Cette frénésie de savoirs est à l'origine du développement d'innombrables 'commandements' non écrits qui finissent par transformer le simple fait de vouloir vivre en un parcours du combattant que personne ne pourra jamais terminer ("Vous chargez les hommes de charges impossibles à porter" : hier). Nous en avions vu un exemple très concret vers les débuts de l'évangile de Luc : ce reproche adressé par des pharisiens aux disciples qui avaient grignoté des épis de blé "froissés entre leurs mains" un jour de sabbat. Il n'est évidemment écrit nulle part dans la Torah qu'on ne doit pas "froisser des épis" un jour de sabbat ! On peut alors discuter du bien-fondé qui a mené à le déduire depuis l'interdiction générale du travail ce jour-là, mais la question n'est pas là, la question est ici encore celle du sens. Même la Torah ne peut pas être prise comme un absolu en soi, même nos sacrements, même nos évangiles, même nos Églises : il n'y a que Dieu d'absolu, et notre relation à lui le seul critère auquel tout le reste doit se subordonner. Bien sûr, si Jésus peut aller si loin dans la remise en cause de ce qui restait le plus petit dénominateur commun des différents partis juifs de son temps (la Torah), c'est parce que son rapport à Dieu était lui aussi complètement novateur. Mais que ses héritiers ont donc eu si vite oublié (ou jamais compris ?) ce qu'il avait apporté, pour remplacer si rapidement l'ancien maquis impénétrable des milliers de commandements par le leur, nouveau, mais tout autant impénétrable !
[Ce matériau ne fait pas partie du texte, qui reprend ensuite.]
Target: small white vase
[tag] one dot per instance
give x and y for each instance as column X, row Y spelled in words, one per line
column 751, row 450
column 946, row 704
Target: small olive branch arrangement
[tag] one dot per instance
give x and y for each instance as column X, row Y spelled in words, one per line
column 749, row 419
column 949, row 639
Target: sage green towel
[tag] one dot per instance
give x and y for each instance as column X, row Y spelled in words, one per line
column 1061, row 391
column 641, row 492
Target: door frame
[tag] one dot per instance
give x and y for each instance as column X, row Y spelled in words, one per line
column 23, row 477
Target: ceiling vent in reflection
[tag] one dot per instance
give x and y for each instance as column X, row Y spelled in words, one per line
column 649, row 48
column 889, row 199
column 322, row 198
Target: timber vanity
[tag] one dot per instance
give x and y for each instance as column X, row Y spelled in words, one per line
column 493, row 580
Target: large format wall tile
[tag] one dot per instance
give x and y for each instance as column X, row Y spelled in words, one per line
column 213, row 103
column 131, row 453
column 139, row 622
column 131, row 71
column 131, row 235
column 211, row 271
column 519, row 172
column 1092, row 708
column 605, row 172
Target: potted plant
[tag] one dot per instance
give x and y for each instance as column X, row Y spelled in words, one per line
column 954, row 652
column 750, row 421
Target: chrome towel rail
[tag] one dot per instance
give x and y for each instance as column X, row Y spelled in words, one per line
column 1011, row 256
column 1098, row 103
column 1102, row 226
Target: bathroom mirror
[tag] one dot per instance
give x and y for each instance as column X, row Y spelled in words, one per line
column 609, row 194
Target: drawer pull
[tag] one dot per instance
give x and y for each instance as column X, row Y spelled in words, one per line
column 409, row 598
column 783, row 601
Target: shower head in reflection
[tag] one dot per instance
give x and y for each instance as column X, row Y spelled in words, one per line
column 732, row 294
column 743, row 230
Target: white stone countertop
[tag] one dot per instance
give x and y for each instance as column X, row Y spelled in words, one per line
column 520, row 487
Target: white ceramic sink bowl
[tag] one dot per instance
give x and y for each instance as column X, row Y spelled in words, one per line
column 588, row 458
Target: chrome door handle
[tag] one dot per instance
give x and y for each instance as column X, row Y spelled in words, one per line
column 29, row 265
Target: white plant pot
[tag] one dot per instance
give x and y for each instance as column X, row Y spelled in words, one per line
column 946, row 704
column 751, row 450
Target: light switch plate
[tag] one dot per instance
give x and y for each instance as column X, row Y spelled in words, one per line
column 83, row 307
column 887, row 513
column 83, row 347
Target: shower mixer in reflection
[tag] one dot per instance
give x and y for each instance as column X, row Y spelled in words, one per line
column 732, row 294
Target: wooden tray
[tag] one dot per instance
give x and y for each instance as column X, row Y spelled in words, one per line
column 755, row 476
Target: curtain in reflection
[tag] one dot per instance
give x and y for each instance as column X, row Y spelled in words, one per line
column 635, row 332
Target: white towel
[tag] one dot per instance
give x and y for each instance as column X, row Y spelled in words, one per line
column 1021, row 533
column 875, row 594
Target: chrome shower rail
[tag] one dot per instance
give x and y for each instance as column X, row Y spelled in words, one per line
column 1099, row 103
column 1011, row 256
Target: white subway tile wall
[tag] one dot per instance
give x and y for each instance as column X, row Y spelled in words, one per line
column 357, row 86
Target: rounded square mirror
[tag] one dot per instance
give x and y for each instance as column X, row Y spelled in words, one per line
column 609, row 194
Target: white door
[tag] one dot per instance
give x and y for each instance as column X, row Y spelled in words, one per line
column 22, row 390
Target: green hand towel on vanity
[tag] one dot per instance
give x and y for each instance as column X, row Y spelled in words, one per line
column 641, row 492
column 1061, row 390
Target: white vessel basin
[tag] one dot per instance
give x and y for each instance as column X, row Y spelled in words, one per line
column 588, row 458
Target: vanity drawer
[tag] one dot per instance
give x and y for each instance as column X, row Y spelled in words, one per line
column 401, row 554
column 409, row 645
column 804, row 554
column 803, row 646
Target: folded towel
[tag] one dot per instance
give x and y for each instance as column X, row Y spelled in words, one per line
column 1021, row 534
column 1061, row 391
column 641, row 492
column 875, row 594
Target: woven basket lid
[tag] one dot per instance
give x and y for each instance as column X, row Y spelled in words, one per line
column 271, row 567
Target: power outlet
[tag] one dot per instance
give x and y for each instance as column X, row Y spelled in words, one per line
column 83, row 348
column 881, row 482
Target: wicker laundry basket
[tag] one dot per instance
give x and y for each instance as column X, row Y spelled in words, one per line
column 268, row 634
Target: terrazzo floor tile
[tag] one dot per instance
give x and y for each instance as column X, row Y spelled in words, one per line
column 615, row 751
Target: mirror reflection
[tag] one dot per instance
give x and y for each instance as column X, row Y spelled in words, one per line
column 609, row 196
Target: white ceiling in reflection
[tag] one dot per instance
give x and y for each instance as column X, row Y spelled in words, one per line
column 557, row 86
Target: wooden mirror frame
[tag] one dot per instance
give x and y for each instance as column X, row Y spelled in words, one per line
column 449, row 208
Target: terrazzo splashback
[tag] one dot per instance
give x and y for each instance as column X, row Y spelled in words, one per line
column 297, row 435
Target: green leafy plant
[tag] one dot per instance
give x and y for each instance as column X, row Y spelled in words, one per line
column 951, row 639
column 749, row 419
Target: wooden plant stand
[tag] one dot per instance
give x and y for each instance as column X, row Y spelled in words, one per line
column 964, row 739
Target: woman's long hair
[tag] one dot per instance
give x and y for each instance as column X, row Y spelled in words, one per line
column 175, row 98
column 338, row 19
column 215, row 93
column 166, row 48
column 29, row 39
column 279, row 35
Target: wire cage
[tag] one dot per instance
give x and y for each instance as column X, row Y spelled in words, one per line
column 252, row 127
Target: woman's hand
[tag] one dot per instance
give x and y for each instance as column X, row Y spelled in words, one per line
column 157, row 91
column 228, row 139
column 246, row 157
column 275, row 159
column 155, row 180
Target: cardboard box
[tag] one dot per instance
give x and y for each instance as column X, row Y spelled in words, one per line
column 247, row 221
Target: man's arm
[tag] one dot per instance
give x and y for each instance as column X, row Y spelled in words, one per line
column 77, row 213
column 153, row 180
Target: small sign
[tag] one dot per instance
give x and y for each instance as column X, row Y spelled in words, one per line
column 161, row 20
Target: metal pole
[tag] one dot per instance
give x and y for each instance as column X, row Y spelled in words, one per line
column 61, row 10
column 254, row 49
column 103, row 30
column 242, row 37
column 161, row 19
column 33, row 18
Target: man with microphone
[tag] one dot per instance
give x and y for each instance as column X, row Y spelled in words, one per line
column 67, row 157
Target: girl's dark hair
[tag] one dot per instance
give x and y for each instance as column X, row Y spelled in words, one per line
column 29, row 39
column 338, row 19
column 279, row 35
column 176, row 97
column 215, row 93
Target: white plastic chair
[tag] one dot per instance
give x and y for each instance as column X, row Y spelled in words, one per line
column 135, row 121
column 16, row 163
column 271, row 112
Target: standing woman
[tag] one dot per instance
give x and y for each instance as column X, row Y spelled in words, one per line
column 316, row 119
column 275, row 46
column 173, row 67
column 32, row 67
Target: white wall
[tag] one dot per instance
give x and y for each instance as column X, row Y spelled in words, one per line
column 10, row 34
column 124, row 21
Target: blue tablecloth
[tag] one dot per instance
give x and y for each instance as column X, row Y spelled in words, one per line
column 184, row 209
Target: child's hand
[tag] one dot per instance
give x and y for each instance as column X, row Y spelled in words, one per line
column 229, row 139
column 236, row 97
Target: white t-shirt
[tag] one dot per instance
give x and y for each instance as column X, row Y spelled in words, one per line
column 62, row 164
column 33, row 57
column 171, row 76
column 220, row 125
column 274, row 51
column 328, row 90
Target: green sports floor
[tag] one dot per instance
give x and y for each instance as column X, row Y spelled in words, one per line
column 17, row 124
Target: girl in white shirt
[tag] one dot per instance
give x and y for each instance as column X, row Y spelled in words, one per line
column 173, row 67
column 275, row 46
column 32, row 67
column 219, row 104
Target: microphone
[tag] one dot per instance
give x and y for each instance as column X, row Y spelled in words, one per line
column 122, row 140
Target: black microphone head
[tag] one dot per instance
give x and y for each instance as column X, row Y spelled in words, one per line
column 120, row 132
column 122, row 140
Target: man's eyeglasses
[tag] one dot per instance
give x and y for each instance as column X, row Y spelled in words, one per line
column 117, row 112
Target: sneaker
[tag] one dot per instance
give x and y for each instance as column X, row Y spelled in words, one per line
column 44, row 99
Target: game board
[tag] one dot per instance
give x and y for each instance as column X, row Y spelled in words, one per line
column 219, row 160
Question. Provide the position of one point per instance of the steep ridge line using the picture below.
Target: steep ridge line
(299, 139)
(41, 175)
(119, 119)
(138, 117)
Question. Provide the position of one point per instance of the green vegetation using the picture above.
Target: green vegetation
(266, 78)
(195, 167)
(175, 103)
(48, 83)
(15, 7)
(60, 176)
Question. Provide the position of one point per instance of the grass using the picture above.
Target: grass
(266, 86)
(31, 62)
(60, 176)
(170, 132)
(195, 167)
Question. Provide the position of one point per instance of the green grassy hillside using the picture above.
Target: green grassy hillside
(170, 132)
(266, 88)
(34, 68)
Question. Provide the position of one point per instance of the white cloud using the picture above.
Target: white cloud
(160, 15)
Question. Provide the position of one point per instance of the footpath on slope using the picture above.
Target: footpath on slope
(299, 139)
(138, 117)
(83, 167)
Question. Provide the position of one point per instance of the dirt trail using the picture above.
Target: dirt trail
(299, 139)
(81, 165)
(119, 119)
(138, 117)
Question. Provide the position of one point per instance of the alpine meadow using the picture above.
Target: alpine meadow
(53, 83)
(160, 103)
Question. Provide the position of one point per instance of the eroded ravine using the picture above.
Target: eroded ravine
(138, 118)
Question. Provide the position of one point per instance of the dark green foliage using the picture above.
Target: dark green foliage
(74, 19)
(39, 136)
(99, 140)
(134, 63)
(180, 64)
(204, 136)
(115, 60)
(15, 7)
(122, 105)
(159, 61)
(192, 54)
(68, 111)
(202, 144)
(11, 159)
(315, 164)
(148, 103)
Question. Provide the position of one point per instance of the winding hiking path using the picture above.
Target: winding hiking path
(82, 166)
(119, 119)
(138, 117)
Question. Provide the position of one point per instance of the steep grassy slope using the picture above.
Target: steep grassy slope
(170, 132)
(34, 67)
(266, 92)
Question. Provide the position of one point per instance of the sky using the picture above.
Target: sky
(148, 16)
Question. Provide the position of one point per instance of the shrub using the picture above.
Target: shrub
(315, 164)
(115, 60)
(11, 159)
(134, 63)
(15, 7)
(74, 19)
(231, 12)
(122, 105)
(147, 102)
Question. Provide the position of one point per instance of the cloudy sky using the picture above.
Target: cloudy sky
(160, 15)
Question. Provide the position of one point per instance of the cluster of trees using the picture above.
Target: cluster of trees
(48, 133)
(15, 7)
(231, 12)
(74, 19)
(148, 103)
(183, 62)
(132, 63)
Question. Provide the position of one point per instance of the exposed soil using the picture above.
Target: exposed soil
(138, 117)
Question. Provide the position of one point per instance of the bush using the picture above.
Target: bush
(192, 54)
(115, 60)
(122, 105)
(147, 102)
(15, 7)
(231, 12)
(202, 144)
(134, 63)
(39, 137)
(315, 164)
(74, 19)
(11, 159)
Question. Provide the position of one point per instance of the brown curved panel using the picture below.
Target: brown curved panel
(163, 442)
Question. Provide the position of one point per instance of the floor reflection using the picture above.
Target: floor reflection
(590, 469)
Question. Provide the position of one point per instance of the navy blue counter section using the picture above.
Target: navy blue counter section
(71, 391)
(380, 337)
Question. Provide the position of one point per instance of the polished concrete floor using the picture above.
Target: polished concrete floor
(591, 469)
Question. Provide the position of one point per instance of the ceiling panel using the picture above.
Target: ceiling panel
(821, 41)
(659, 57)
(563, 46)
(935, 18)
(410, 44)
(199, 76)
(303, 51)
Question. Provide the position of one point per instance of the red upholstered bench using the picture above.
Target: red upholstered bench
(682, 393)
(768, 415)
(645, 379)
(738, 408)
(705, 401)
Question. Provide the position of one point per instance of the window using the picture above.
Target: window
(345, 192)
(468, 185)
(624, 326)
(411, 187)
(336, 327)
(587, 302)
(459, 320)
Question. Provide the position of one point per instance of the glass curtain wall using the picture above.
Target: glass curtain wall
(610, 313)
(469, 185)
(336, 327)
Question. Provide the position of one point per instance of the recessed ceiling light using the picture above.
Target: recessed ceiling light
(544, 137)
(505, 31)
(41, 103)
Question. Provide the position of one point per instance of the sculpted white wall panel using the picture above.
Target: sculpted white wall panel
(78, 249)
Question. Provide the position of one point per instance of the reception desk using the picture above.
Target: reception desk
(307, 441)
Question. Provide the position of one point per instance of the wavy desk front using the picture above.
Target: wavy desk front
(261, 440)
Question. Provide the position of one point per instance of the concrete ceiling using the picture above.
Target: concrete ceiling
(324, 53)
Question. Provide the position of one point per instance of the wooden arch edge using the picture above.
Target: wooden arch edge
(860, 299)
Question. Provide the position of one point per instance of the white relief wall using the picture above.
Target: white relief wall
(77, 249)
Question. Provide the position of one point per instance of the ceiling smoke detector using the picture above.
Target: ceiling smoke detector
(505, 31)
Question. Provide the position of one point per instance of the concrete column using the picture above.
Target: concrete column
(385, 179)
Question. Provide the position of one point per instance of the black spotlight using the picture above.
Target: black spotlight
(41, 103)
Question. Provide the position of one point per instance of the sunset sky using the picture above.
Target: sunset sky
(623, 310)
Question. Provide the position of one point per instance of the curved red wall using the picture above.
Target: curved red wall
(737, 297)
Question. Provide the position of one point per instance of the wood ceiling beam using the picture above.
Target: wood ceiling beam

Soit on croit que Jésus parlait vraiment de la part de Dieu, qu'il était vraiment prophète, en somme, et alors on doit aller au bout de ce qu'il disait, soit on "bâtit le sépulcre du prophète que nos pères ont tué, et ainsi on approuve l'œuvre de nos pères". Mon Père et votre Père, l'Esprit sur toute chair, peuple de prophètes : en sommes-nous convaincus, est-ce bien ce que nous visons, y subordonnons-nous tout notre agir, ou n'avons-nous pas préféré construire une sublime cathédrale intellectuelle qui toucherait jusqu'au ciel ? Qu'allons-nous donc faire ? Allons-nous continuer de comploter avec les comploteurs qui "lui tirent de la bouche une multitude de choses" ? Nous sommes pourtant avertis, en ce cas nous aurons à répondre "du sang de tous les prophètes répandu depuis la fondation de l'univers". Ou alors, nous y croyons. Nous nous retirons loin au fond de notre maison, au fond de nous-mêmes, seuls, loin de notre communauté, loin de notre église, pour y trouver notre Père dans le secret qui nous entend et nous connaît.